Here's my biggest gripe in a nutshell. The Fed, whether it's a wholly owned subsidiary of the banking cartel or not, is charged with protecting the banking system. Period/full stop. The banking system is global. Period/full stop. Ergo, one does not even know if the Fed's actions are in the best interest of the United States. Period/full stop. What is to prevent them from sending trillions to Europe, Asia, or any faraway place because bankers got themselves in trouble? Absolutely nothing; they do it relentlessly...We keep hearing that we made money on the bailouts, including from General Motors! That's an OMG/LOL/WTF all rolled into one. The $700 billion TARP was put on display for public consumption. It was designed to be paid back in the light of day. The rest of the money [at least ten times as much] entered the system covertly.
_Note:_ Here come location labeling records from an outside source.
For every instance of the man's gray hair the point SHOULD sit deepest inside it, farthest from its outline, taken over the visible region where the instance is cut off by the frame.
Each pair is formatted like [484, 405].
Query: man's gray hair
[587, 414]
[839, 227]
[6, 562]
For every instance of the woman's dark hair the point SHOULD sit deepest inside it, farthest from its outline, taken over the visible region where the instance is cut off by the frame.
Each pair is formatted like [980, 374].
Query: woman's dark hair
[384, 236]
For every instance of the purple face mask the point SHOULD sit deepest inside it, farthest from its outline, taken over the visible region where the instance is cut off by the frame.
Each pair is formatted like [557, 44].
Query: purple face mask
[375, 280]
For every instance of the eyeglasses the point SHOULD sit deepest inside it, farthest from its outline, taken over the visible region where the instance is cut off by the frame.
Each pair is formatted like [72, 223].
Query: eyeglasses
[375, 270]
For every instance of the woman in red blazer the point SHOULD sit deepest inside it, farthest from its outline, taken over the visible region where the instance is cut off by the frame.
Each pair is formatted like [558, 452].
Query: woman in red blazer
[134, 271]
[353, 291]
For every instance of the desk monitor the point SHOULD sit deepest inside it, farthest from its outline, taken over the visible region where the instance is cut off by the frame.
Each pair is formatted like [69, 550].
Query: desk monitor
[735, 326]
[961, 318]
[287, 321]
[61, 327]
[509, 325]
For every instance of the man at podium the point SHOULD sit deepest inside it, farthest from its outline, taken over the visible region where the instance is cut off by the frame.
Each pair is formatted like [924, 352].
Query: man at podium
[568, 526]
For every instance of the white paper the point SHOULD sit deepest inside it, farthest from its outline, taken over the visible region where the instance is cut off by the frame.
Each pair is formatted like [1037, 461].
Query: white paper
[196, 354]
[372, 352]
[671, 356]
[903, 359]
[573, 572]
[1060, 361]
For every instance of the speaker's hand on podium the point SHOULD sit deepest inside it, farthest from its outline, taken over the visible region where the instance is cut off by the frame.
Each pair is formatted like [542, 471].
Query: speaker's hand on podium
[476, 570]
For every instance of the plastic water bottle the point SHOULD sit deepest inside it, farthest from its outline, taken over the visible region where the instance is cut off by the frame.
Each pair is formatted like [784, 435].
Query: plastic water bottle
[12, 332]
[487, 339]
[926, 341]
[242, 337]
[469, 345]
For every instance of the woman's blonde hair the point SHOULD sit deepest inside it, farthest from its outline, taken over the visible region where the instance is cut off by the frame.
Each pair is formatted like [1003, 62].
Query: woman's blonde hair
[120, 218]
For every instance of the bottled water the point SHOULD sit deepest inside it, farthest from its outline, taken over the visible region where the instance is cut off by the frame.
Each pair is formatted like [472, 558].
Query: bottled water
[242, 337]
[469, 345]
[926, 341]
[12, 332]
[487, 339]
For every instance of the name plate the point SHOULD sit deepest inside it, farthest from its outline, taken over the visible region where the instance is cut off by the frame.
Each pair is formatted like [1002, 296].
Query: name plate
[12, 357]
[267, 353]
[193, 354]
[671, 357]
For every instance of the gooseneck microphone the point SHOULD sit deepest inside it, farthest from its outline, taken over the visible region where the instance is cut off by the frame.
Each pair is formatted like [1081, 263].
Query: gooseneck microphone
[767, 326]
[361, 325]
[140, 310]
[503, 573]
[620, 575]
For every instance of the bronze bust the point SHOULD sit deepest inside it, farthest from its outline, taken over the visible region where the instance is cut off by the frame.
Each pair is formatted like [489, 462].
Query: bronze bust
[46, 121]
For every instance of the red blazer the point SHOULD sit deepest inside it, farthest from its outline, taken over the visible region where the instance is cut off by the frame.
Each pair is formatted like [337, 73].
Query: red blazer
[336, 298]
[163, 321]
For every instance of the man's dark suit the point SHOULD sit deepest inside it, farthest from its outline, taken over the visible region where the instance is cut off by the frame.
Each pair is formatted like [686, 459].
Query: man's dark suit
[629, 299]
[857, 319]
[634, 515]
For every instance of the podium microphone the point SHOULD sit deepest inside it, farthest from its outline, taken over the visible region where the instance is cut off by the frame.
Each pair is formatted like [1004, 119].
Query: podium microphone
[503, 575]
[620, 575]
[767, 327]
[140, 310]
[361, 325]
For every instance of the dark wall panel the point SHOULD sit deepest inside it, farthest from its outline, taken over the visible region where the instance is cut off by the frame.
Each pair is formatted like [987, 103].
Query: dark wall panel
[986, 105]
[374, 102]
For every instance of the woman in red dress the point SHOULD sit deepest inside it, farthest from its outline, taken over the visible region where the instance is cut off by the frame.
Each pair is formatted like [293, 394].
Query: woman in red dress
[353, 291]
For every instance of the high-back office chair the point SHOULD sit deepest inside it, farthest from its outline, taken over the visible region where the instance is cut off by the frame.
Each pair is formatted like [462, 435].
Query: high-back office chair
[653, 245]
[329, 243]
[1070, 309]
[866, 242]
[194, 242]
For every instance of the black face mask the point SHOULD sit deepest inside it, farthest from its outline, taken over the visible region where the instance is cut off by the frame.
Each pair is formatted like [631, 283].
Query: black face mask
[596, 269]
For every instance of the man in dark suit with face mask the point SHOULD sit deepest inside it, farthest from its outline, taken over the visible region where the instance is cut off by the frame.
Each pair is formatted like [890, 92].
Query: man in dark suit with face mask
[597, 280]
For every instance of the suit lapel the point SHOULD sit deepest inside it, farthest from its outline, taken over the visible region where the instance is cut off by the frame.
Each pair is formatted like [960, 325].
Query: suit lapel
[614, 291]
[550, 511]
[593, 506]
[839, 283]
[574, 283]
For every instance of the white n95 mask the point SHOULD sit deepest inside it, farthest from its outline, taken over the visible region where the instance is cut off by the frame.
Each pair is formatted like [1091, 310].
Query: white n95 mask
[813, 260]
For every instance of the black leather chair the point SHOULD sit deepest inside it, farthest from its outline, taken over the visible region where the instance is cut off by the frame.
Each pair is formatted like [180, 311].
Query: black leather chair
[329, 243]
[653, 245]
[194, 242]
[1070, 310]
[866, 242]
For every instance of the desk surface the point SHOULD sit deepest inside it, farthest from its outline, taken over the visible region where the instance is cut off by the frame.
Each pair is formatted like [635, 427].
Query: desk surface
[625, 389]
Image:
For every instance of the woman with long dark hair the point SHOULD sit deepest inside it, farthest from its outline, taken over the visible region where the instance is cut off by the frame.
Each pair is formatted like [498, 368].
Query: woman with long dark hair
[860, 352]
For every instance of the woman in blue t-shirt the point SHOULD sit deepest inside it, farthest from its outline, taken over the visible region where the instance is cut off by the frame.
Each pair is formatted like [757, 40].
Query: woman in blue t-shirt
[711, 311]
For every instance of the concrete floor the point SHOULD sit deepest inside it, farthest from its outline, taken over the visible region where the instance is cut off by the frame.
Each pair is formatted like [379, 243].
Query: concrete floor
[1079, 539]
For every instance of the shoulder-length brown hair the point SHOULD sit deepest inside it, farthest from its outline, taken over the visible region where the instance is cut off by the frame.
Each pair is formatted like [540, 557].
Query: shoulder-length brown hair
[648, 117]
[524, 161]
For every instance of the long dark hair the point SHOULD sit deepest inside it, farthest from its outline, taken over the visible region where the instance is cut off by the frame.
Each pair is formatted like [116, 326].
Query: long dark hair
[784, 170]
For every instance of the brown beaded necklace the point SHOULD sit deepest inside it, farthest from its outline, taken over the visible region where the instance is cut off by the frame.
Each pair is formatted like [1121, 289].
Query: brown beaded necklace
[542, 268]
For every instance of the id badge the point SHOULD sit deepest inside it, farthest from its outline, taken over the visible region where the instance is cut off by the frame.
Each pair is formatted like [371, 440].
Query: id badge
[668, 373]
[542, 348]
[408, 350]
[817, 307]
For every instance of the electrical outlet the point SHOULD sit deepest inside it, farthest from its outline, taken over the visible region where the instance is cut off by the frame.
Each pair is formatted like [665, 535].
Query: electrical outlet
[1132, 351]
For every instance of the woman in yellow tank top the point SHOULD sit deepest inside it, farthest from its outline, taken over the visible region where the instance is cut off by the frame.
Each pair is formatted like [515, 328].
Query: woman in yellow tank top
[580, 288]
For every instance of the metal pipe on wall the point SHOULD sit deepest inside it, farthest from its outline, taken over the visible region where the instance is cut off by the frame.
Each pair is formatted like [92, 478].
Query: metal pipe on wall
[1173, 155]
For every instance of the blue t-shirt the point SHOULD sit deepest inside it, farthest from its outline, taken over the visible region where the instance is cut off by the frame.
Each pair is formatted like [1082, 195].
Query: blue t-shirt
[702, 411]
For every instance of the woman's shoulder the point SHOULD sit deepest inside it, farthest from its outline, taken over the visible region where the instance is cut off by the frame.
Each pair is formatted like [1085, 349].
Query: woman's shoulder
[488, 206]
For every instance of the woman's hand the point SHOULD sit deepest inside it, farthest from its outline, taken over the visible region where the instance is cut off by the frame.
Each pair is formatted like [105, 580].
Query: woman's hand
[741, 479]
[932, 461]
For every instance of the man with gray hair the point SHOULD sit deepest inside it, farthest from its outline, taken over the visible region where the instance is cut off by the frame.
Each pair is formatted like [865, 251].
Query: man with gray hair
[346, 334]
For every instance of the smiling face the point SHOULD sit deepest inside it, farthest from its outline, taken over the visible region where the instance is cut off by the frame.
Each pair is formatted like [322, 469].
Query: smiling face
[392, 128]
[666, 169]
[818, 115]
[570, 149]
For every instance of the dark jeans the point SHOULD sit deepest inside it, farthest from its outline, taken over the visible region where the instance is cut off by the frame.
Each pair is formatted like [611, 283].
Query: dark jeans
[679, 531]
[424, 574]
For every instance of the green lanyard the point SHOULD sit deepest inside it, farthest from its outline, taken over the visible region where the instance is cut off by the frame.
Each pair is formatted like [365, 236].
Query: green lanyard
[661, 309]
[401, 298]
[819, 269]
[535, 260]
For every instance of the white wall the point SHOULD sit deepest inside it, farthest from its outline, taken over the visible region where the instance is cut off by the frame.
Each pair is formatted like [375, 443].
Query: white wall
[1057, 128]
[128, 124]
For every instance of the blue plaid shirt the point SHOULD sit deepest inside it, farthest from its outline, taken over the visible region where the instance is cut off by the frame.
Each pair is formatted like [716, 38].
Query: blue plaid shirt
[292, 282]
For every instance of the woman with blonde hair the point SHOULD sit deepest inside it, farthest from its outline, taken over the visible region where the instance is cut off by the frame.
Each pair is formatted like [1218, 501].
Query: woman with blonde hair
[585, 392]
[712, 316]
...and the federal government, which (now you've got it!) does not exist to serve ordinary taxpayers:

Government is a living, breathing organism that exists to perpetuate itself. There is nothing that says evolution must create a pleasing government better suited to individual liberties. History paints an altogether different picture. Possibly the single largest selection pressure is money. It has always bought political favor. When our government was a few percent of GDP and the industrialists were buying favors while building a nation, government had little power to wield. When money commandeers the machinery of a huge government, however, you have a monstrously expensive and intractable problem.